The changes to the immigrant selection rules in 1993 were very successfully implemented. The educational attainment of entering immigrants increased dramatically between the early 1990s and 2000, as did the proportion in the 'skilled economic' class. Earlier research showed that these changes in immigrant characteristics had relatively little effect on chronic low income, or the likelihood of entering or exiting low income. The earnings analysis in this paper suggests that changing education and immigrant class characteristics did result in an improvement in mean entry earnings over the 1990s, as did an expanding economy.

However, there was significant variation across the earnings distribution in the degree of this improvement. The raw data show that entry earnings gains over the 1990s were much greater among higher paid immigrants than their lower paid counterparts. The research asks specifically to what extent the rising educational attainment and rising shares in the skilled economic class contributed to earnings gains at the bottom and top of the earnings distribution. The results suggest that these changing characteristics resulted in significantly higher entry-earnings during the 1990s among higher paid immigrants, but in little improvement in earnings among their lower paid counterparts, even though the educational attainment of immigrants increased dramatically at both the bottom and top of the distribution.

As noted, this difference in outcomes between the bottom and top of the earnings distribution was not the result of less change in characteristics at the bottom of the earnings distribution. The significant rise in educational attainment and proportion in the skilled economic class over the 1990s was observed across the entire distribution, for both men and women.

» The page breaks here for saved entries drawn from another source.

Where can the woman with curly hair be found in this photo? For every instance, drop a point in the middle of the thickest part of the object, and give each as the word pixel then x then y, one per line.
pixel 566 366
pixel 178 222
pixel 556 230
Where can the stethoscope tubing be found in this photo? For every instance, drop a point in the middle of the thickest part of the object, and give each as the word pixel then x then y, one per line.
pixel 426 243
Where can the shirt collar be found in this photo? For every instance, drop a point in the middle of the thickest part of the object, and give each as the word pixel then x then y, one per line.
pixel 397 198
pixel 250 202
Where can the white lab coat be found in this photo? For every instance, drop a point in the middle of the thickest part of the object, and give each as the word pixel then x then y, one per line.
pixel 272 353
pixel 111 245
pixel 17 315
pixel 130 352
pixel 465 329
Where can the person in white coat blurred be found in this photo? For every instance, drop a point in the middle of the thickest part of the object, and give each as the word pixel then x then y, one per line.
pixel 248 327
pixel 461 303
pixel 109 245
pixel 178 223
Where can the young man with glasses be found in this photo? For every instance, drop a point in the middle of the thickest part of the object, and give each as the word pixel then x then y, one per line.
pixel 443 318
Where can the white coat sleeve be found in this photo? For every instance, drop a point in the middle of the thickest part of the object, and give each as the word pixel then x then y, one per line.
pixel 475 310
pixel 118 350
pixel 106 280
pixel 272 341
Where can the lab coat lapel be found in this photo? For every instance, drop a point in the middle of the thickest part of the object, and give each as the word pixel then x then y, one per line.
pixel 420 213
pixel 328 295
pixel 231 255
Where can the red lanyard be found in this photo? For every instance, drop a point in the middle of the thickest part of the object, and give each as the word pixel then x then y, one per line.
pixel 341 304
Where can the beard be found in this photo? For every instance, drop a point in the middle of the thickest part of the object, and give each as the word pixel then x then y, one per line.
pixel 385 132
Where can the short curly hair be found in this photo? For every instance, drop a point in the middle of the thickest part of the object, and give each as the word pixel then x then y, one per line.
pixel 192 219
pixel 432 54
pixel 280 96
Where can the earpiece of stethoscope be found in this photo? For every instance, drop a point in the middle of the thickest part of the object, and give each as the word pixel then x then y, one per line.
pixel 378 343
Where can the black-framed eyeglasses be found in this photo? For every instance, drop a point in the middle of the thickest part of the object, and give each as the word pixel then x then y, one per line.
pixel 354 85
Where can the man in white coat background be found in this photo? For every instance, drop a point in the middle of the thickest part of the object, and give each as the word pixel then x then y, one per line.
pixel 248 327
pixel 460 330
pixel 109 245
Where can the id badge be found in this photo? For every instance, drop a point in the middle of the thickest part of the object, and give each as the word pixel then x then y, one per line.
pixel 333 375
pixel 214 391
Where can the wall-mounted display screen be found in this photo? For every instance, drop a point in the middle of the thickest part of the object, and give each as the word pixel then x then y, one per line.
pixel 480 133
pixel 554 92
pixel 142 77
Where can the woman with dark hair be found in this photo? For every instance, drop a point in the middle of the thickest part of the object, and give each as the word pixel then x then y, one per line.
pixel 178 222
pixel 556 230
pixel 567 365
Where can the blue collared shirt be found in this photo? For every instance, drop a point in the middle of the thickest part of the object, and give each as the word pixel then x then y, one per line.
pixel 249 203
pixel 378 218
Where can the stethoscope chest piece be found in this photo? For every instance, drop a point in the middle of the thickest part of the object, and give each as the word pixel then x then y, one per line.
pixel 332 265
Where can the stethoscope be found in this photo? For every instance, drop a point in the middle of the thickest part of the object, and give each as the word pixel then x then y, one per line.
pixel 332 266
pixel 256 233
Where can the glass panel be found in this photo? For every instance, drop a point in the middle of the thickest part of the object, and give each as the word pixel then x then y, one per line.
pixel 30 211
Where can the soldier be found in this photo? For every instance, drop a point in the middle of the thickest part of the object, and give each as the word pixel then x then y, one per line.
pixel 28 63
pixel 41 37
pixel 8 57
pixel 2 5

To a considerable extent, an increasing number of highly educated entering immigrants were unable to convert their education to higher earnings and hence found themselves at the bottom of the earnings distribution. The relative returns to a bachelor's degree (relative to immigrants with 11 or 12 years of schooling) during the first two full years in Canada was negative among immigrant males at the 15th percentile of the earnings distribution, while they were around 13% for those at the 90th percentile of the distribution. Even over the first 10 years in Canada, relative returns to a bachelor's degree for immigrant males were around 4% among those at the bottom of the distribution, and 20% at the top. Many university-educated entering immigrants found themselves at the bottom of the earnings distribution because of these low returns. Further, the proportion of working-age immigrants at the bottom of the distribution who had university degrees was increasing, from 24% among the 1991 entering cohort, to 51% for the 2000 entering cohort. Similarly, the skilled economic class designation did not result in any higher earnings than those observed among the family class for immigrants at the bottom of the distribution, although skilled workers at the top earned significantly more than their family class counterparts.

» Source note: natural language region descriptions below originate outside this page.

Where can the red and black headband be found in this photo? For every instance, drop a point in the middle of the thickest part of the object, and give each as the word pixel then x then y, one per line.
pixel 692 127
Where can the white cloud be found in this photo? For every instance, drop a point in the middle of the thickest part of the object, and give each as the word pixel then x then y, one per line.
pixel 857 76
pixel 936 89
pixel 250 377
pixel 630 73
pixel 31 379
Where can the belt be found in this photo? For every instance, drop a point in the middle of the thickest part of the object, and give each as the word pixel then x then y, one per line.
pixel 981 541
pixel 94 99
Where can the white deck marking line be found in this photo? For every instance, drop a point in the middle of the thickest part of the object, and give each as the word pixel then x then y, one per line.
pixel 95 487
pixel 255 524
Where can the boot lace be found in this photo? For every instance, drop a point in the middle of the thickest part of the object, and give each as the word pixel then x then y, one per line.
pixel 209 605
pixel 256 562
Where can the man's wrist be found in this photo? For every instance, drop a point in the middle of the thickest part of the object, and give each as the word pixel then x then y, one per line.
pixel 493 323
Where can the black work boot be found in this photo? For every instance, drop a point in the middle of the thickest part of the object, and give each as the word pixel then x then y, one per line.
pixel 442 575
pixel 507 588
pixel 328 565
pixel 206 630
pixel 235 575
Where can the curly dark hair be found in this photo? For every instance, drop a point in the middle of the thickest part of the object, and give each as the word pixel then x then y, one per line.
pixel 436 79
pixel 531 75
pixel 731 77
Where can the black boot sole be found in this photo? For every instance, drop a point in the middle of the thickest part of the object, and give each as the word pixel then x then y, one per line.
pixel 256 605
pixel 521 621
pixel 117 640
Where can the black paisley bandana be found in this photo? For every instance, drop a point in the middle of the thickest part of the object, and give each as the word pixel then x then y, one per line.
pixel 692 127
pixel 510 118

Changes in characteristics during the 1990s induced by the changes in the immigrant selection rules did increase mean earnings and were very effective at improving economic outcomes for those who could take advantage of the higher levels of education and skilled economic class designation. But there were large numbers for whom this did not happen. There are a number of potential reasons for this outcome, as discussed in the conclusion.

But what of the early 2000s? Successive entering immigrant cohorts from 2000 to 2005 experienced declining earnings at entry. The determinants of this fall differed from those identified in the research focusing on the 1980s and early 1990s. It is likely that the declining returns to foreign experience, the shift in the source countries from which immigrants came, and the overall decline in labour market outcomes—three very significant causes of the declines in entry earnings during earlier years—had little to do with the decline after 2000. That is because the returns to foreign experience had already fallen to zero; the change in the source countries of immigrants occurred mainly during the 1970s and 1980s and changed little after 2000; and the labour market for new entrants was not continuing to deteriorate in the late 1990s and early 2000s. Therefore, one has to look elsewhere for possible causes for the decline in entry earnings.

Much of the decline was concentrated among entering immigrants who intended to practice in the IT or engineering occupations. This coincided with the IT downturn, which appears to have significantly affected outcomes for these immigrants, particularly the men. Following the response to the call for more immigrant high-tech workers in the late 1990s, resulting in rapidly increasing supply through immigration, the large numbers of entering immigrants were faced with the IT downturn.

But there were no doubt other factors contributing to the decline in entry earnings after 2000, as some of it remains unaccounted for.